Alienasi IKN Cara Kuasai Total Jakarta Melalui Aglomerasi Kawasan Baru (Semuanya Serba Sepaket)
Nusantarapedia.net | OPINI, POLHUKAM — Alienasi IKN Cara Kuasai Total Jakarta Melalui Aglomerasi Kawasan Baru
(Semuanya Serba Sepaket)
Oleh : B Ari Koeswanto ASM
– Ketua Dewan Aglomerasi dalam hal ini adalah wakil presiden, membawahi 8 daerah termasuk DK Jakarta, sebagai kawasan terintegrasi. Dulu ada akronim JABOTABEK: Jakarta, Bogor, Tangerang, Bekasi; kemudian bertambah menjadi JABODETABEK: tambah Depok, dan sekarang bertambah lagi menjadi satu kluster kawasan; terdiri dari: (1) DK Jakarta, (2) Kota Bekasi, (3) Kabupaten Bekasi, (4) Kota Bogor, (5) Kabupaten Bogor, (6) Kota Tangerang, (7) Kabupaten Tangerang, (8) Kota Tangerang Selatan, (9) Kota Depok, bahkan (10) Kabupaten Cianjur –
“Sepaket yang dimaksud, sesepaket pula pembangunan kereta cepat Jakarta – Bandung, sebagai poros baru antara aglomerasi DK Jakarta dan Bandung sebagai “panggung bumi” miliknya, sementara rakyat hanya akan terus dijadikan obyek perahan market society, dengan terus dihadirkan narasi cuci otak berlabel “patriotisme, pancasilaisme, cinta Tanah Air, Indonesia Emas,” dan seribu kebanggaan gigantis lainnya, yang padahal lupa: gas LPG menghilang, beras mahal, makan seadanya, minyak goreng mahal, beban iuran kesehatan, kuliah yang ber-PTNBH, aneka pajak dan iuran yang beragam, masih ditambah lagi anak-anak harus berkeranjingan dengan game online, bapak-bapak terjerat judol, ibu-ibu pun terlilit pinjol. Inilah sepaket pula narasi digitalisasi sebagai syarat kemajuan bangsa, padahal sepaket menuju penderasan generasi ambyar. Sepaket pula alienasi IKN adalah bentuk penguasaan total Jakarta melalui desain pembangunan kawasan, seperti aglomerasi DK Jakarta salah satunya.”

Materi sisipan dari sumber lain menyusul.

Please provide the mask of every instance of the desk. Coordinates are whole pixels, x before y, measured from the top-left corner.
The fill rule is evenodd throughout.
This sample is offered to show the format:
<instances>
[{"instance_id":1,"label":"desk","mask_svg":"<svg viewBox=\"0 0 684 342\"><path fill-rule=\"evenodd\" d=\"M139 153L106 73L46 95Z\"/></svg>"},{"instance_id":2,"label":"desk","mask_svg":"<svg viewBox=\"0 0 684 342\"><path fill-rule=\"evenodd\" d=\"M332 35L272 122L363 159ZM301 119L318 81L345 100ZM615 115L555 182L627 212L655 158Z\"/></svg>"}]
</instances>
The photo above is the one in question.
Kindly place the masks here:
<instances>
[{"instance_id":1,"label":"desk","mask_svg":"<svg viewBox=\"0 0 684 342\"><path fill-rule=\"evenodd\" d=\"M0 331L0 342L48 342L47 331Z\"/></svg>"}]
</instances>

UNDANG-UNDANG Daerah Khusus Jakarta (UU DKJ) sudah resmi disahkan. Satu langkah lagi menunggu terbitnya Keppres pemindahan ibu kota, maka otomatis kota Jakarta sudah tidak berstatus sebagai Daerah Khusus Ibu Kota (DKI). Sebaliknya perangkat hukum pembangunan dan pemindahan Ibu Kota Negara dari DKI Jakarta ke Ibu Kota Nusantara (IKN) di Kalimantan sudah terlebih dulu disiapkan berpayung UU IKN hasil revisi sesuai “keinginan”, bahkan terbit pula Keppres percepatan pemindahan ibu kota (No. 75/2024), sebagai “aturan sakti” tak ada yang bisa membendung proses (pembangunan) percepatan IKN dari sisi regulasi.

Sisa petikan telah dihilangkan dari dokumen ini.